Judith Bingham: Choral Music - The Secret Garden, Salt in the Blood, First Light etc. Naxos 8.570346
Thomas Trotter – Organ, BBC Symphony Chorus, Fines Arts Brass, Stephen Jackson
Salt in the Blood – the opening work on this CD – sets a very eerie scene right from the word go. It is the sorrowful tale of sailors Billie Beck & Daniel Stone who argue over who is the better dancer. Daniel is soon accidentally killed by a falling sail but Billie is blamed by the crew. In a series of dramatic changes of weather, Daniel’s ghost appears and Billie climbs the mast to investigate, and is later found hanging among the sails. The story is told with the use of sea shanties set in a landscape of brassy music playing in styles ranging between Gershwin and Britten, if that is possible, augmented by text from 19th century logs, the Beaufort Scale, Bram Stoker and original material. All this is blended into a dramatic and haunting whole which both chills and excites.

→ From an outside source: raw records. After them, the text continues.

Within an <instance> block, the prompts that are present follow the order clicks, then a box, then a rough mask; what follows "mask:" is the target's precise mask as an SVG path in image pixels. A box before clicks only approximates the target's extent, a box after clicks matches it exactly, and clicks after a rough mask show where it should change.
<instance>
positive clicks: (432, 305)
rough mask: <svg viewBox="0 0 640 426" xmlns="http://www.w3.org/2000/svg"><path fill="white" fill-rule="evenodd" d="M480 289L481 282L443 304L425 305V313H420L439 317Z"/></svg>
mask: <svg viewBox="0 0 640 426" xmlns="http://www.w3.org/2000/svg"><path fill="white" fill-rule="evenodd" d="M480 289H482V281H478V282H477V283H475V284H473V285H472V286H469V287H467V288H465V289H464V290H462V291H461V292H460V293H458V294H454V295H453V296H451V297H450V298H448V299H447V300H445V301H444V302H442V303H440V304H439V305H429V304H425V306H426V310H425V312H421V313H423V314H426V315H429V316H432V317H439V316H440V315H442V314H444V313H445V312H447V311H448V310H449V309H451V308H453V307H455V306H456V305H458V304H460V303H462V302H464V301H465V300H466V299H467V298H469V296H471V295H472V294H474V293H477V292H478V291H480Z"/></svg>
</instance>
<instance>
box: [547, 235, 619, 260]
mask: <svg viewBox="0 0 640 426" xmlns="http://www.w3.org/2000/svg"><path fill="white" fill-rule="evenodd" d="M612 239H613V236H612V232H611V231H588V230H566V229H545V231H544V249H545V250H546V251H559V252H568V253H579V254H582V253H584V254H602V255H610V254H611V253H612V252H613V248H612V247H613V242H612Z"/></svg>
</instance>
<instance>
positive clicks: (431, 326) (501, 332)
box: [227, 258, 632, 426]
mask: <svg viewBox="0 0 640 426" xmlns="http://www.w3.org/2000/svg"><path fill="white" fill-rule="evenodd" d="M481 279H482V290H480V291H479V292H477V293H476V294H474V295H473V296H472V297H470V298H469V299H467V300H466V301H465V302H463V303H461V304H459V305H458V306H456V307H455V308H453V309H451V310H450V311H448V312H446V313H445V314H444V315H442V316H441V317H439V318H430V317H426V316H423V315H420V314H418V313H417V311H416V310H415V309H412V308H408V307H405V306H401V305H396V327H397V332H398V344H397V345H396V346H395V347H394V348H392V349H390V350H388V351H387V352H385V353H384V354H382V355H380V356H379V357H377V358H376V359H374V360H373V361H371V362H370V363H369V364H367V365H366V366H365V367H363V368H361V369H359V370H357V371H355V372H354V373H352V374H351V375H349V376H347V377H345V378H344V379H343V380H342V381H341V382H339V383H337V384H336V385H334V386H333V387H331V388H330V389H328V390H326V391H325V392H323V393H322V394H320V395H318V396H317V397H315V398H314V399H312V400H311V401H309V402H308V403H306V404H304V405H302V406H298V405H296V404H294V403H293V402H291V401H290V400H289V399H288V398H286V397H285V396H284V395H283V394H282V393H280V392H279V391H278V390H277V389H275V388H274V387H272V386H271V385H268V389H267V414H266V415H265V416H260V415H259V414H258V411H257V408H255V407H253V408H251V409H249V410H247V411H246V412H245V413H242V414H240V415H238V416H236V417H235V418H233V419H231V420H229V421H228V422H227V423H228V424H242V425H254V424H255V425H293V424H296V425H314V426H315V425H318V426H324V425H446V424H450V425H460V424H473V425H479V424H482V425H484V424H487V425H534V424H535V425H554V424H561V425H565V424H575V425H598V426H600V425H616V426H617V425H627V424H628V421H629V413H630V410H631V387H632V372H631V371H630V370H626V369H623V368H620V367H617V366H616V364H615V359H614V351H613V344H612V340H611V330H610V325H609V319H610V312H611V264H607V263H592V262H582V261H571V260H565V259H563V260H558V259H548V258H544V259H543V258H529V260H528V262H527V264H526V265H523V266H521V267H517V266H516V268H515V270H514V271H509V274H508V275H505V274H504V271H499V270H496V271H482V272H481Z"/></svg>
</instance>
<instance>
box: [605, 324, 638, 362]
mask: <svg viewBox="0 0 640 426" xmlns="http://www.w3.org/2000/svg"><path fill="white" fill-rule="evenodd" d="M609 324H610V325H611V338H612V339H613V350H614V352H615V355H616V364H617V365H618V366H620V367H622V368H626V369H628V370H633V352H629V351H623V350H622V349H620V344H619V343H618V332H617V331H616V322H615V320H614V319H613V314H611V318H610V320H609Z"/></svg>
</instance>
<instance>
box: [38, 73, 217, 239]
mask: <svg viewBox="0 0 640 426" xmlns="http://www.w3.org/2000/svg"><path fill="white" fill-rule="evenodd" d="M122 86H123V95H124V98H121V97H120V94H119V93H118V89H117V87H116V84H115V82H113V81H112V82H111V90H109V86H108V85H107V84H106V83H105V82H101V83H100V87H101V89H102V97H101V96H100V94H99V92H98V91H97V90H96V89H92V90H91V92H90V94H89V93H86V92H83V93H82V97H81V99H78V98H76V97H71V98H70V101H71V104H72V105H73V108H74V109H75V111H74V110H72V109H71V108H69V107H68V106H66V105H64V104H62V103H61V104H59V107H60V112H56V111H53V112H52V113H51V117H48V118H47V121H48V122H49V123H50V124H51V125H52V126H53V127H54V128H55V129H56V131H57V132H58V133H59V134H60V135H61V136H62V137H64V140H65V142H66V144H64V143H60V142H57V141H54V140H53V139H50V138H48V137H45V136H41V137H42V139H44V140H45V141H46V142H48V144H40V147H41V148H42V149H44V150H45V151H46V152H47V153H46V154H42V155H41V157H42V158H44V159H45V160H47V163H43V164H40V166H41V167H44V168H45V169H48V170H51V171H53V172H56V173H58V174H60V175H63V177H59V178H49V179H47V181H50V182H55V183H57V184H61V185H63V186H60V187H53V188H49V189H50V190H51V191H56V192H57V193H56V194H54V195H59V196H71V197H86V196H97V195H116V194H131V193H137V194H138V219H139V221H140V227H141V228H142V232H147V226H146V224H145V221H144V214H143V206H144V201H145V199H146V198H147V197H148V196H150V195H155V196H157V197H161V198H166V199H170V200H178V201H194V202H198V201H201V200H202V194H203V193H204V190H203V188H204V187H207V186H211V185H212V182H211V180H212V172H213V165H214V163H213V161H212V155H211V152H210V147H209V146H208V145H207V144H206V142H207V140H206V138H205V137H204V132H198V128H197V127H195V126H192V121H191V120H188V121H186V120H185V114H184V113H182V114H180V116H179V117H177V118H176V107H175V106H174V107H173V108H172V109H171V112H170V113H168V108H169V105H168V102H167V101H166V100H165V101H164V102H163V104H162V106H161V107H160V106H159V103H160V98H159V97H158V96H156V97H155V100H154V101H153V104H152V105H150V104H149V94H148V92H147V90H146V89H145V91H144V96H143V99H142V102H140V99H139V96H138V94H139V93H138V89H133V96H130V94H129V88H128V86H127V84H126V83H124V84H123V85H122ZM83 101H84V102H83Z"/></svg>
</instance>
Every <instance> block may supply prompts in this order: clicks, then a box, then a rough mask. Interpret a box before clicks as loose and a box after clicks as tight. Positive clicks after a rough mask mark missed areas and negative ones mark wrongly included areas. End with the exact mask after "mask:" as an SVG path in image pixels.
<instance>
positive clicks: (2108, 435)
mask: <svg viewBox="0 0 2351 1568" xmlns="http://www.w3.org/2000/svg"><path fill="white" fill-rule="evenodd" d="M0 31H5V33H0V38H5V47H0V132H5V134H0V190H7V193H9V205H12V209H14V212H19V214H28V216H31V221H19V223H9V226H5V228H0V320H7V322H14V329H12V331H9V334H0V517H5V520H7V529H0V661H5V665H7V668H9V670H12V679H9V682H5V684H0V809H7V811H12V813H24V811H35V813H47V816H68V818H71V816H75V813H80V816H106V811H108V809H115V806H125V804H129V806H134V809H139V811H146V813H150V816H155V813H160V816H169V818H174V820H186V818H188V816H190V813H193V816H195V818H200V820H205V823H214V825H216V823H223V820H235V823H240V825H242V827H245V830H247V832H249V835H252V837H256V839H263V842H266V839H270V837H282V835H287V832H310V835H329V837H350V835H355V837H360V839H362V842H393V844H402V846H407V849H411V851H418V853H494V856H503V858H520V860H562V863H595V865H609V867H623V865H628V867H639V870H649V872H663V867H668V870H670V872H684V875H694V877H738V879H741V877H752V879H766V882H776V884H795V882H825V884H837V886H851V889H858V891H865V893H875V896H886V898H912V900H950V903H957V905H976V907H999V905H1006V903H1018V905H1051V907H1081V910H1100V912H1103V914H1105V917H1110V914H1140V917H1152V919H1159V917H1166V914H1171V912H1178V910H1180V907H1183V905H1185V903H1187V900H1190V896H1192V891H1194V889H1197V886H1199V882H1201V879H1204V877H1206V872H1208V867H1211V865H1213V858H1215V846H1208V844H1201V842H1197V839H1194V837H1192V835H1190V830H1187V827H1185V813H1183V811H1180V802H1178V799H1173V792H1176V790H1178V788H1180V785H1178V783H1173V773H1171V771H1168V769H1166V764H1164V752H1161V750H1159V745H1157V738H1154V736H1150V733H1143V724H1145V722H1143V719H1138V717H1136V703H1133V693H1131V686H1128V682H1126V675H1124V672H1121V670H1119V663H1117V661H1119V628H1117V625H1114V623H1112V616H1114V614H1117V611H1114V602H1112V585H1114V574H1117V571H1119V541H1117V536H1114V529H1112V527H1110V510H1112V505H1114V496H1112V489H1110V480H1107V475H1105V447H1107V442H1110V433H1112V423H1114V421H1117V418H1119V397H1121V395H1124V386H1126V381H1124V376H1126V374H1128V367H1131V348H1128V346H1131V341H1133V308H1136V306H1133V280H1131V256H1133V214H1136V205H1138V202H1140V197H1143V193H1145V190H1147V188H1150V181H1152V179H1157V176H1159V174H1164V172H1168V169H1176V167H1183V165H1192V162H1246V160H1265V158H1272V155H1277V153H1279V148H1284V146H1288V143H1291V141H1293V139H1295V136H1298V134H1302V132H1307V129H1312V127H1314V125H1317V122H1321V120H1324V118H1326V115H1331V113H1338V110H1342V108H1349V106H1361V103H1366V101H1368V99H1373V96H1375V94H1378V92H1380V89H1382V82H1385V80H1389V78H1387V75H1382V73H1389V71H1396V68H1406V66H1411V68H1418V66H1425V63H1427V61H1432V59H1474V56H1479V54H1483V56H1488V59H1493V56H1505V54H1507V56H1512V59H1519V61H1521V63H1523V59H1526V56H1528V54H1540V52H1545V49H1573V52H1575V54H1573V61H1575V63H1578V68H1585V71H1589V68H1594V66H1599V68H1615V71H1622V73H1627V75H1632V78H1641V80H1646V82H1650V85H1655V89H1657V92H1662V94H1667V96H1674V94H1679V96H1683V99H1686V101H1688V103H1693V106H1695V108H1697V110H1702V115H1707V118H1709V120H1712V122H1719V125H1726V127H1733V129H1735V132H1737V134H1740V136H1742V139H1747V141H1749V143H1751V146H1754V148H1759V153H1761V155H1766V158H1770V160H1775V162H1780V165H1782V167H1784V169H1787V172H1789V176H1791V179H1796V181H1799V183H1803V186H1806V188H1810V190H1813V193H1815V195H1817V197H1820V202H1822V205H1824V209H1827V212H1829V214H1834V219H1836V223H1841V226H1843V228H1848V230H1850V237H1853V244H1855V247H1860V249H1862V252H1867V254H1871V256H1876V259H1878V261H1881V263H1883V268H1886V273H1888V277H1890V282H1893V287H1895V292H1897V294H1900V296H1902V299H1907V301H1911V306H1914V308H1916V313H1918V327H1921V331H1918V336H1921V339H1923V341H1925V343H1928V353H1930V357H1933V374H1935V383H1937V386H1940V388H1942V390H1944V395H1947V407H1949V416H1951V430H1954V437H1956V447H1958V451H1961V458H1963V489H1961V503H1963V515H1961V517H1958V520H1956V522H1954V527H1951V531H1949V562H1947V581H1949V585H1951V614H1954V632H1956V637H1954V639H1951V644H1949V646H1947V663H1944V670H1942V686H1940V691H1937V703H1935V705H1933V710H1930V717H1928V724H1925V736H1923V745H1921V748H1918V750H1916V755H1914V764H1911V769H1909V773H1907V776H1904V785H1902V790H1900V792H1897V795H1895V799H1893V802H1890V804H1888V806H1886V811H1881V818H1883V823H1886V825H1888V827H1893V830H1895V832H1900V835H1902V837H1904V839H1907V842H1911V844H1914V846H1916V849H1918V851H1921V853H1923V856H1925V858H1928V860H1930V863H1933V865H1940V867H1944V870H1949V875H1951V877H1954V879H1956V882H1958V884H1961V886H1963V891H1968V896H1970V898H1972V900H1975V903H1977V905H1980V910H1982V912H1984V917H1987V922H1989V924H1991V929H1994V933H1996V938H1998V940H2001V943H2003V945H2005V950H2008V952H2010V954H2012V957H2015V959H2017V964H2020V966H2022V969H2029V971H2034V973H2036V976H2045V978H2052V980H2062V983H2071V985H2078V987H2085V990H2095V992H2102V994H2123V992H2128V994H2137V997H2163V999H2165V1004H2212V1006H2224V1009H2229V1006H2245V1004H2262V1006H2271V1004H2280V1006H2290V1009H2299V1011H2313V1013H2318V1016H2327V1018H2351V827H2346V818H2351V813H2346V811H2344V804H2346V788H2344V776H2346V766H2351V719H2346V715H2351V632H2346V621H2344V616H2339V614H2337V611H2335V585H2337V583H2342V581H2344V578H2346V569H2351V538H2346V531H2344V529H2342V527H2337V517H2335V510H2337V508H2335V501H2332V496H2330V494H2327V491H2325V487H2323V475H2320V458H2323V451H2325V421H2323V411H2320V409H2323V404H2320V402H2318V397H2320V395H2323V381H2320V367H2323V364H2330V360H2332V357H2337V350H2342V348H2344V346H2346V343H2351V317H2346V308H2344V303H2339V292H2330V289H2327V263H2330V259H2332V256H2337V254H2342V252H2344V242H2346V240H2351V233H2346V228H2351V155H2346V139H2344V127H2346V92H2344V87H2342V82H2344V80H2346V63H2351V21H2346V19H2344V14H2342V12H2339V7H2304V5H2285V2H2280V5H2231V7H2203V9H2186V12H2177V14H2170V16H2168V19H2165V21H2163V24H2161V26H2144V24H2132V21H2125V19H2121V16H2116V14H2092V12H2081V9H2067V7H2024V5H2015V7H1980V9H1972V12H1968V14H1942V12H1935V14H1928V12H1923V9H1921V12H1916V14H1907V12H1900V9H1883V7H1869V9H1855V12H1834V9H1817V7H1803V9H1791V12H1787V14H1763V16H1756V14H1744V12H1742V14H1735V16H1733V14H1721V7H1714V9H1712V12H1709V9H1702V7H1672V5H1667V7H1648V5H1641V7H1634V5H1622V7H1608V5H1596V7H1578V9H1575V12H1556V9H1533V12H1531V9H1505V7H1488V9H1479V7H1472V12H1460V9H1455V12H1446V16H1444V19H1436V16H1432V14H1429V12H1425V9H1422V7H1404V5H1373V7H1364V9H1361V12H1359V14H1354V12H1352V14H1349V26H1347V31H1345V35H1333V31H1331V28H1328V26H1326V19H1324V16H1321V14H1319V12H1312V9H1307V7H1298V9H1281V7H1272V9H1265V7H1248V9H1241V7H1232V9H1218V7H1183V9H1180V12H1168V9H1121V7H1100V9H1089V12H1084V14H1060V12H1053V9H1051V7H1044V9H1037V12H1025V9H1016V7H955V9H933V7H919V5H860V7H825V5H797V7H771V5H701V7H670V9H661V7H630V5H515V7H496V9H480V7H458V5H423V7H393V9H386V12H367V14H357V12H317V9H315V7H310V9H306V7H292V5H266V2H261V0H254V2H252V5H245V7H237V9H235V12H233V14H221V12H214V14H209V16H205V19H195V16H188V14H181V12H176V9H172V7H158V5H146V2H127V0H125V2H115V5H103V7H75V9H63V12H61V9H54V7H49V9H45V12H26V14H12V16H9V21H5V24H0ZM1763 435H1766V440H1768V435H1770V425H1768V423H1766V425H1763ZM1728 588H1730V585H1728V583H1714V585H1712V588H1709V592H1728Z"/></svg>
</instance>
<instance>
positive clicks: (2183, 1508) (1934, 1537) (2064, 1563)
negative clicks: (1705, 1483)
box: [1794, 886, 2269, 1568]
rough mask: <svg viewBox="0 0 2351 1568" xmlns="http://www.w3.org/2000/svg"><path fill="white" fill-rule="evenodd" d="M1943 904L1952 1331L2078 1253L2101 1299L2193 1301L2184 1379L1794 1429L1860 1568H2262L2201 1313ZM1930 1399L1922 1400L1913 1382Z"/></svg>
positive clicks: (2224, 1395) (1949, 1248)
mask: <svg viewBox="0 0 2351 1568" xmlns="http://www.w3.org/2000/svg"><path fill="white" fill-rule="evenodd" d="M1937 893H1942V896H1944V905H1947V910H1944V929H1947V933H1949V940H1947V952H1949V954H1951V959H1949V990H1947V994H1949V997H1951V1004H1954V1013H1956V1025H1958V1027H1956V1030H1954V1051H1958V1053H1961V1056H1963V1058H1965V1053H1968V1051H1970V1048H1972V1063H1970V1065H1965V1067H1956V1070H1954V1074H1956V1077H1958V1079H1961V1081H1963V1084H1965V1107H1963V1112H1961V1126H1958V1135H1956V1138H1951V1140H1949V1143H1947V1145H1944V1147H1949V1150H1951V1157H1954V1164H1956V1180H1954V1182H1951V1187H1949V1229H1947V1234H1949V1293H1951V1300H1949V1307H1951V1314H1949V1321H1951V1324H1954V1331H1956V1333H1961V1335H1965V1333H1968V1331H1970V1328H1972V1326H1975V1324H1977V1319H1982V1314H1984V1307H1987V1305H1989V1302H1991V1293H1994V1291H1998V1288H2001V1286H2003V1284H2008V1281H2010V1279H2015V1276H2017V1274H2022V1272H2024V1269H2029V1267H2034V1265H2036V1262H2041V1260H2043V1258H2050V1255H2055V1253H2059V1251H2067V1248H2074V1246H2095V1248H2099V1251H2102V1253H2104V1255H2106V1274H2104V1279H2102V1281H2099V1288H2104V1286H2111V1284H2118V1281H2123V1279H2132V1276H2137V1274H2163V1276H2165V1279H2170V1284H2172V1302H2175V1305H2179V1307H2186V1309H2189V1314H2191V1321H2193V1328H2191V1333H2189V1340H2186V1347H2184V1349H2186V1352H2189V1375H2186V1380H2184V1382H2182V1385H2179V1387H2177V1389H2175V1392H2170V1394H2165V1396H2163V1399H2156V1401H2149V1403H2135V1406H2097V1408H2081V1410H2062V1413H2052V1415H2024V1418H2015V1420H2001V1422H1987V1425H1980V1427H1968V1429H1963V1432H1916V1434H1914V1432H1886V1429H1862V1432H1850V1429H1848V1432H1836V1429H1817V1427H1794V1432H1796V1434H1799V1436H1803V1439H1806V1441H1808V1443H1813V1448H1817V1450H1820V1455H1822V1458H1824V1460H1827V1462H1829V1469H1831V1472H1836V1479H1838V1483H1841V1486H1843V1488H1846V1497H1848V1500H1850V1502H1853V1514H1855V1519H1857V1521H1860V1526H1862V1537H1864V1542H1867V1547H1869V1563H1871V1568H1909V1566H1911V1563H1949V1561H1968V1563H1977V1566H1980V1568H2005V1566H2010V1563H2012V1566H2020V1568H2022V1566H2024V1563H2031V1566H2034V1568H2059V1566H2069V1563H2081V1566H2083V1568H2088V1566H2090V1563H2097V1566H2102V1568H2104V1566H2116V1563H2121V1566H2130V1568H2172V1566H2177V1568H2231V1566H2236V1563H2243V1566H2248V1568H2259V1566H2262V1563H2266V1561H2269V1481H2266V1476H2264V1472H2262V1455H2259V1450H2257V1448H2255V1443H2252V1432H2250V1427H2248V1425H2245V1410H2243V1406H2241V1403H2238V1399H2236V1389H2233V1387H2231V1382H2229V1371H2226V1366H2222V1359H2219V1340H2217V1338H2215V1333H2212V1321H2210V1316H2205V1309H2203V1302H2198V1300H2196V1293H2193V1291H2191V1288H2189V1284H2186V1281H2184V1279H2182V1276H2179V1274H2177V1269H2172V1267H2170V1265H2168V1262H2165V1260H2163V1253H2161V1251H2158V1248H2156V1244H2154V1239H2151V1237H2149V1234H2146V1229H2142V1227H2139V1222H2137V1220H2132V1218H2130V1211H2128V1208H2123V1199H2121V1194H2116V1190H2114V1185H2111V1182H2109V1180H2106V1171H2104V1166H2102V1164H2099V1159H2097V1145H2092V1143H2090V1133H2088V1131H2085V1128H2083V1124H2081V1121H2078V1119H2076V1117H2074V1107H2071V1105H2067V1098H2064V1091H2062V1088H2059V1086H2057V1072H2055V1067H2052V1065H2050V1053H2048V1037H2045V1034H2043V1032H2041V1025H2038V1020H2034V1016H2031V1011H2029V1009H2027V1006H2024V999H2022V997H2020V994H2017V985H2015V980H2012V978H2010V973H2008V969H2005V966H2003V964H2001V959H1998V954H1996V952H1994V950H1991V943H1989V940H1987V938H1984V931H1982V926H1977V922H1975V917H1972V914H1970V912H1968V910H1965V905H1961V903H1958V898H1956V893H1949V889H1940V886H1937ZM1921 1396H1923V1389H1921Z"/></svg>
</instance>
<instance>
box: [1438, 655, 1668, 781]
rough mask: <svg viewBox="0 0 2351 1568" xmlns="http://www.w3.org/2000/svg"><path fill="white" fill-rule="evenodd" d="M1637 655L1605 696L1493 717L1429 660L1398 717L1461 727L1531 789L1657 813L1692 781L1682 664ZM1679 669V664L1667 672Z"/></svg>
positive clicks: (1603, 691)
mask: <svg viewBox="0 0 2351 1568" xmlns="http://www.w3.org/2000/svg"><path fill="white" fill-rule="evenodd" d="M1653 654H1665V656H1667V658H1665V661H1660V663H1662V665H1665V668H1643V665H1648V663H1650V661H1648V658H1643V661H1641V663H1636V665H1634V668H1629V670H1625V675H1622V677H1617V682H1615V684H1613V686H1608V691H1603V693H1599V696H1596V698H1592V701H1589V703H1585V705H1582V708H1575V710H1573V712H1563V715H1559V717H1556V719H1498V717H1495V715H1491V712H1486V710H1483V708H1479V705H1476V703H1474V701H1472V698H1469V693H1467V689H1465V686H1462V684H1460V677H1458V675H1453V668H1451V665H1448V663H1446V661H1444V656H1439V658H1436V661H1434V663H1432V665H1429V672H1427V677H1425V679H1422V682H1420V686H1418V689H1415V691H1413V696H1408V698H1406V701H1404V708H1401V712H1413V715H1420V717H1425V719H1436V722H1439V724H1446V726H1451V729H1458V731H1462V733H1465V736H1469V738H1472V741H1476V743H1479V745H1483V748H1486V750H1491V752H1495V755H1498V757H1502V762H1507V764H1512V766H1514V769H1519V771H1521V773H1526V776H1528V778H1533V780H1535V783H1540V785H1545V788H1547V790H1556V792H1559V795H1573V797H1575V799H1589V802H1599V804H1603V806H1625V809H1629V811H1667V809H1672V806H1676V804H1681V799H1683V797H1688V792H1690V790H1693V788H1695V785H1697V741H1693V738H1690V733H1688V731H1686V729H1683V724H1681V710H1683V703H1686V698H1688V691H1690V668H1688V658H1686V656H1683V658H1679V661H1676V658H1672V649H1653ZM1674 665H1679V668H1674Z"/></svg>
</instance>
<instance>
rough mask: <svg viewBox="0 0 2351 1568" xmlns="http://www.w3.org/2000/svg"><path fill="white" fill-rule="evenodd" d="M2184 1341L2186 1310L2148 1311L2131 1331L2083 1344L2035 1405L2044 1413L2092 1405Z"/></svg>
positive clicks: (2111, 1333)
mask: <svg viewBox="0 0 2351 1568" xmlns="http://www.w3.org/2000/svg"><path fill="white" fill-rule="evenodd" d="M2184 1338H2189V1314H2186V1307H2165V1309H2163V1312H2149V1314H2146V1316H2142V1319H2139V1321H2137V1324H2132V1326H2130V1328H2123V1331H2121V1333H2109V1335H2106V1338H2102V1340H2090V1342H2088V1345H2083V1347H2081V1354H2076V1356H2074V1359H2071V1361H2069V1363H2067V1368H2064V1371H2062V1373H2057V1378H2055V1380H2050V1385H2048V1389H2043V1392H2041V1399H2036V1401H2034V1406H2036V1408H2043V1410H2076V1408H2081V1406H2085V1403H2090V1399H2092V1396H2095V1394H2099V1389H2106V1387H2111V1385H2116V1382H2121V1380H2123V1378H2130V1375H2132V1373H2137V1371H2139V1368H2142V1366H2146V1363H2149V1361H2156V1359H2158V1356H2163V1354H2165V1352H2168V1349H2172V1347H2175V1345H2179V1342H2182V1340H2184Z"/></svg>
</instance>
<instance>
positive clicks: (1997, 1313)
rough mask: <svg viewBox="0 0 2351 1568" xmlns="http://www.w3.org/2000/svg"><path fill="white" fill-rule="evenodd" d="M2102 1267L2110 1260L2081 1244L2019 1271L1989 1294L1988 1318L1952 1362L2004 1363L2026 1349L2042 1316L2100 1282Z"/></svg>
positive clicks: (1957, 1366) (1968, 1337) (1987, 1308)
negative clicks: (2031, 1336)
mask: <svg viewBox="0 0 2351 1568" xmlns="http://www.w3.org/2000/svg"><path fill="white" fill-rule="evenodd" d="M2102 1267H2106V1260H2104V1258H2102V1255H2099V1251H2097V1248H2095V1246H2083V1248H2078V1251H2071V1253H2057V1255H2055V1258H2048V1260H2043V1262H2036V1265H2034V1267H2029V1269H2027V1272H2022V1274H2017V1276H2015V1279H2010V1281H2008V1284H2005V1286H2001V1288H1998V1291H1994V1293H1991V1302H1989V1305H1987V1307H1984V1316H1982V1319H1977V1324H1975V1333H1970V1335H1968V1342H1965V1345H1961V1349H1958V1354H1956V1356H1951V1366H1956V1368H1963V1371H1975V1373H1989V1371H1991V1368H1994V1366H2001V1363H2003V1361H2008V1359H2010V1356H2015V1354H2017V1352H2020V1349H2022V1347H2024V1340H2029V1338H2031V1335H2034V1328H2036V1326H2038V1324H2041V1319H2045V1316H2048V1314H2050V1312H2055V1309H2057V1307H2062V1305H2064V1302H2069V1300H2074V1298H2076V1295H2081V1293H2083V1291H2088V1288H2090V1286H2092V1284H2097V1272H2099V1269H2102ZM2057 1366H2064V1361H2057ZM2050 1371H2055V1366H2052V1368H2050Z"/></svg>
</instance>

The Darkness Is No Darkness is a setting of S S Wesley’s ‘Thou Wilt Keep Him in Perfect Peace’ and is performed a cappella. Clearly intended as an inspirational piece for the pious, it soars and dives beautifully, and would indeed lift the hearts of all but the most philistine among us.
A mystical poem by Martin Shaw provides the text for First Light. The musical setting is cosmic in nature and one is carried into flights through colourful exploding nebulae and darker regions of the unmapped sectors of outer (and inner) space, which adequately describes the story to those of us too prosaic to clearly comprehend the depths & nuances of the poet’s words.
Interestingly, The Snow Descends is not actually a choral piece at all. The composer describes it as a paraphrase of her choral work, ‘Gleams of a Remoter World’ – a setting of words from Shelley’s ‘Mont Blanc’. It is a beautiful brass instrumental work which swings from contemplative to stirring and back again in mere instants.
Title track The Secret Garden deals with the nature of Eden after the Fall. The scope of its 5 movements extends to take in ideas relating to how God might have reacted, the Linnaean description and naming of plants and insects, the bombing of the Adam Tree at Qurna during the Iran-Iraq War and questions arising from a possible return to a state of Paradise, should the earth be deprived of Human Life.
In all these works, although the subject matter might be challenging, the music is never inaccessible – it always goes a long way to put the difficult philosophical concepts it illustrates into palatable helpings which aid in making the fayre far more digestible.
Essential listening for anyone looking for exciting departures from the run-of-the-mill.